1 ...7 8 9 11 12 13 ...23 „Was geht hier nur vor?“, murmelte die bleiche Grace entsetzt und drückte so sehr meine Finger, dass ich Schmerzen empfand. Sie zitterte an allen Gliedern. Für einen Moment war ich versucht, sie in meine Arme zu nehmen. Wir sollten so schnell wie möglich von hier verschwinden. Auch meine innere Angst stieg.
„Lass uns gehen!“, forderte ich. Grace sah mich mit großen Augen an. „Ich habe große Furcht!“, hauchte die Arme. Wir waren uns durch die verborgene Gefahr auf besondere Weise nahe, wie noch nie.

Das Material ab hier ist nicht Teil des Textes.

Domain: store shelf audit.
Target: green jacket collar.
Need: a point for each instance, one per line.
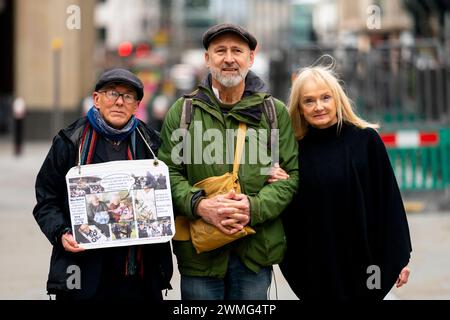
(247, 110)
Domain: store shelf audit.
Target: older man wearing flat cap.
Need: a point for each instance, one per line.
(231, 95)
(109, 132)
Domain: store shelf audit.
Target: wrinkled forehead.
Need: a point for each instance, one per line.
(119, 86)
(228, 39)
(313, 81)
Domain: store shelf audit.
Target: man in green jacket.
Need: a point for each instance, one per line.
(230, 94)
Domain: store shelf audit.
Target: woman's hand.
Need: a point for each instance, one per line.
(277, 174)
(403, 277)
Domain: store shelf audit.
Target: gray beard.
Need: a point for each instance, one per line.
(228, 81)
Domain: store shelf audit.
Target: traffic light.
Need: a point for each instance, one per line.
(125, 48)
(142, 50)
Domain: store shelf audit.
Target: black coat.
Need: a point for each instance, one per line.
(348, 215)
(52, 214)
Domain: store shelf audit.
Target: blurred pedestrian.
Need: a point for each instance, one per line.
(230, 97)
(109, 132)
(347, 232)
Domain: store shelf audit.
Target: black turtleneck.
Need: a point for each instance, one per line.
(348, 215)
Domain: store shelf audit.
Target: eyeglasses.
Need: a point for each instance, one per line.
(113, 95)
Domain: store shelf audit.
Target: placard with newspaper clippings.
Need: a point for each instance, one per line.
(120, 203)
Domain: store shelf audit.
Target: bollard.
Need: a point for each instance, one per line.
(19, 110)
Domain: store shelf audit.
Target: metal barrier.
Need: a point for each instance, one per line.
(421, 160)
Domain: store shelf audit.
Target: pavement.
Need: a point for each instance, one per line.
(26, 252)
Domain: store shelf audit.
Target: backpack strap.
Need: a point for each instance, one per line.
(186, 118)
(186, 113)
(271, 116)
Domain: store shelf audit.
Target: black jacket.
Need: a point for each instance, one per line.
(52, 214)
(347, 219)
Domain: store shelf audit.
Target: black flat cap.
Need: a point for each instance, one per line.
(121, 76)
(219, 29)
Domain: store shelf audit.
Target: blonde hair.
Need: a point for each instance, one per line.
(322, 74)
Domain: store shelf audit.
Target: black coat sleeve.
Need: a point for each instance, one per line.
(393, 243)
(51, 211)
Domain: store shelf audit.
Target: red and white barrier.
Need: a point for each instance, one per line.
(410, 139)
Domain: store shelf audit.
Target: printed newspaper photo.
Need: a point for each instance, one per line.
(120, 203)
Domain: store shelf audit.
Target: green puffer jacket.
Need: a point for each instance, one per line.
(267, 246)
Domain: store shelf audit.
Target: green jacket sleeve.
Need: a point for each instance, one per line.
(171, 137)
(273, 198)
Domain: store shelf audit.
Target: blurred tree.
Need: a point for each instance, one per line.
(428, 16)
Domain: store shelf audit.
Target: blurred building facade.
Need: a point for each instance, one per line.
(52, 49)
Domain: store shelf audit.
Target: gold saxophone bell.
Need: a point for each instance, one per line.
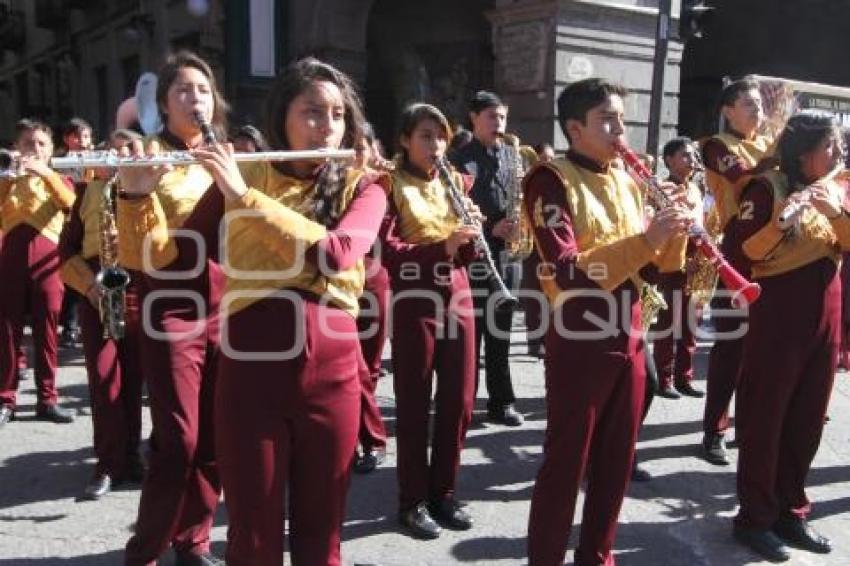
(521, 245)
(112, 280)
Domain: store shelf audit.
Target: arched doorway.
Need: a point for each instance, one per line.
(438, 52)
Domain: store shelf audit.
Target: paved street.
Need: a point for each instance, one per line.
(682, 517)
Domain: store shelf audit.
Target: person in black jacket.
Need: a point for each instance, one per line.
(488, 160)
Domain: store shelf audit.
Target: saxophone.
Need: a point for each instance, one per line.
(521, 244)
(111, 280)
(701, 273)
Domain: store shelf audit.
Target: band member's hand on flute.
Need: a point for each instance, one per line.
(218, 160)
(32, 165)
(140, 181)
(461, 236)
(504, 228)
(666, 224)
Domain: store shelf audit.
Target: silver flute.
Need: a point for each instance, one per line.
(108, 158)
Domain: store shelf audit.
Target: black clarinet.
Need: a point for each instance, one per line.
(506, 299)
(206, 129)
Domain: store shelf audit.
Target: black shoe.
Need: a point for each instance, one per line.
(799, 534)
(640, 474)
(763, 542)
(506, 415)
(714, 450)
(669, 392)
(370, 460)
(689, 390)
(189, 559)
(54, 413)
(100, 485)
(450, 514)
(419, 522)
(7, 414)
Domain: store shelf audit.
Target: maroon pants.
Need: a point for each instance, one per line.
(594, 400)
(422, 345)
(287, 427)
(29, 283)
(790, 356)
(673, 338)
(724, 368)
(115, 387)
(372, 329)
(181, 488)
(533, 309)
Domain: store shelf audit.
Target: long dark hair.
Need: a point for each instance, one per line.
(414, 115)
(294, 80)
(168, 74)
(803, 133)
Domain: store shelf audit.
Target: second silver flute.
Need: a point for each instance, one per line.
(83, 159)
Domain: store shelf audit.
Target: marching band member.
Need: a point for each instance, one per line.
(433, 324)
(288, 402)
(673, 341)
(731, 159)
(372, 328)
(33, 207)
(791, 347)
(180, 343)
(486, 159)
(587, 218)
(113, 365)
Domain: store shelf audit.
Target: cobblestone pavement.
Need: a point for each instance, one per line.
(681, 517)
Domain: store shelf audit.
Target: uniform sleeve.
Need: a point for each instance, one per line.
(256, 219)
(759, 236)
(841, 223)
(61, 190)
(75, 272)
(606, 266)
(138, 219)
(343, 246)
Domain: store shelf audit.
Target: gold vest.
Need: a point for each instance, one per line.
(815, 238)
(604, 208)
(341, 289)
(180, 189)
(726, 193)
(29, 202)
(425, 212)
(90, 209)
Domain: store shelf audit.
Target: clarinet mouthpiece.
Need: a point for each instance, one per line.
(206, 129)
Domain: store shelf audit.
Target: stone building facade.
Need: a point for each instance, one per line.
(82, 57)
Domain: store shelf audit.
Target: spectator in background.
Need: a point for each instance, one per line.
(248, 139)
(545, 152)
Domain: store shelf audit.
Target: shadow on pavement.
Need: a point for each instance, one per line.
(105, 559)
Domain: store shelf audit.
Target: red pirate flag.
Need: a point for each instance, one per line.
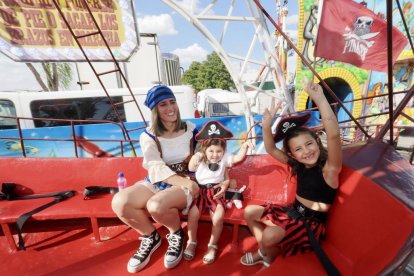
(351, 33)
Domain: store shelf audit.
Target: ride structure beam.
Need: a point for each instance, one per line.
(98, 31)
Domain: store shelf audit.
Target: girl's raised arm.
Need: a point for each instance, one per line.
(268, 140)
(330, 123)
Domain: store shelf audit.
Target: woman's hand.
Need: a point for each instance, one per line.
(222, 188)
(247, 145)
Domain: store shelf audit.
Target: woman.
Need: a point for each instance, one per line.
(167, 145)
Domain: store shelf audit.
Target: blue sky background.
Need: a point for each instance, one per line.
(175, 35)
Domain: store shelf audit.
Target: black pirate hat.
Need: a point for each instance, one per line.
(213, 130)
(288, 124)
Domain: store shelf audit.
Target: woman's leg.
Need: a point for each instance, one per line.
(130, 206)
(192, 224)
(164, 207)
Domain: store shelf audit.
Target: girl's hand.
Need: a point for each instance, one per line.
(222, 188)
(193, 187)
(269, 114)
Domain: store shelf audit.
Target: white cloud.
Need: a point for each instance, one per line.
(16, 76)
(162, 24)
(292, 20)
(192, 5)
(192, 53)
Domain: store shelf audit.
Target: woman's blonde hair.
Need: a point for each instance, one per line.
(158, 127)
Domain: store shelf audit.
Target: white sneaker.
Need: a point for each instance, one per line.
(142, 257)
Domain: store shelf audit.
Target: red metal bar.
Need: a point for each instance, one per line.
(324, 84)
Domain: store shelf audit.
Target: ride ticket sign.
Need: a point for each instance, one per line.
(35, 30)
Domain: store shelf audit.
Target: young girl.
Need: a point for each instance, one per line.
(210, 166)
(274, 227)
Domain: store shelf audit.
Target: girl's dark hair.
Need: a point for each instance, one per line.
(296, 166)
(157, 126)
(212, 142)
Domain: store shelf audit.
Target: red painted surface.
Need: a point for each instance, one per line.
(369, 230)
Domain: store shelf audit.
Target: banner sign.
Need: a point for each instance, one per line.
(34, 30)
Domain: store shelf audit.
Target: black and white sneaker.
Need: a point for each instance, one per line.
(141, 258)
(175, 249)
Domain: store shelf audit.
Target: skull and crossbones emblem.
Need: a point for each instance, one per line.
(213, 130)
(287, 126)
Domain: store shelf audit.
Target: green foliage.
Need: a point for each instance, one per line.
(211, 73)
(52, 76)
(307, 4)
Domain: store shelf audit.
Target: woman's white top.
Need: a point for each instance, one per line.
(174, 150)
(205, 176)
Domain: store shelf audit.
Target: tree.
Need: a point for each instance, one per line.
(209, 74)
(56, 75)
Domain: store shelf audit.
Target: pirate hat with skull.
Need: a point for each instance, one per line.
(213, 130)
(288, 124)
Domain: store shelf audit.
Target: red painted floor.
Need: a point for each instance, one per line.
(74, 252)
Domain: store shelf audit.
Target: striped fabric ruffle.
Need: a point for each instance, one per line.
(205, 200)
(296, 240)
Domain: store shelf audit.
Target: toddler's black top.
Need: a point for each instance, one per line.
(312, 186)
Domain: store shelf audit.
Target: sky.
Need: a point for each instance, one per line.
(175, 36)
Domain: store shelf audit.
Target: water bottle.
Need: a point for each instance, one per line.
(122, 183)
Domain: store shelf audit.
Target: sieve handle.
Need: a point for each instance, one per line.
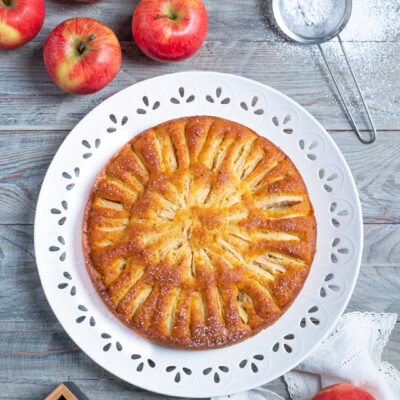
(373, 131)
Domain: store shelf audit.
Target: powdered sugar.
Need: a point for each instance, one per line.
(310, 12)
(312, 18)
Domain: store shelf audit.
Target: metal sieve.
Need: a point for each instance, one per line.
(321, 31)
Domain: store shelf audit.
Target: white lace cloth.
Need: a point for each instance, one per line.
(350, 354)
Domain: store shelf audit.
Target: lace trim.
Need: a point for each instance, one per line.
(382, 325)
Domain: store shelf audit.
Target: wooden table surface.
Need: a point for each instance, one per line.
(35, 117)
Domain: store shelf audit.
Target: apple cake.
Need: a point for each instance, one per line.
(199, 233)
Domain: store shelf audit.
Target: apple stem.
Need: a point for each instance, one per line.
(169, 16)
(82, 46)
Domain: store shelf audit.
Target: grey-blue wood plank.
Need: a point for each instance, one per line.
(35, 116)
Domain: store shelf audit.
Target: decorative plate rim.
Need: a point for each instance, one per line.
(191, 78)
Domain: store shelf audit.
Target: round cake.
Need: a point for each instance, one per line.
(199, 233)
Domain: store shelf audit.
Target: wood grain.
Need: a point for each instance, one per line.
(35, 116)
(30, 100)
(248, 18)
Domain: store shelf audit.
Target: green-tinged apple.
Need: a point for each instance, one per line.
(343, 391)
(20, 22)
(82, 55)
(169, 30)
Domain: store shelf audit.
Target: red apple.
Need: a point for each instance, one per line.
(343, 391)
(20, 22)
(82, 55)
(170, 30)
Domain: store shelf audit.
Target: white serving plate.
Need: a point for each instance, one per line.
(273, 351)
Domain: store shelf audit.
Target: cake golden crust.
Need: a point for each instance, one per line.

Sie erschien mir so kindlich bezaubernd, geradezu des Beschützen wert und unheimlich schön.
Wir eilten schnurstracks aus der Tür. Diese schlug zäh quietschend hinter uns in den Riegel. Als ich kurz zurücksah, war mir so, als gewahrte ich die verschwundene Alte hinter einer Gardine uns nachschauen und verächtlich lachen. Das konnte aber auch eine Sinnestäuschung sein, denn es war ziemlich dunkel auf der Straße und hinter den Gardinen nur mattes Kerzenlicht.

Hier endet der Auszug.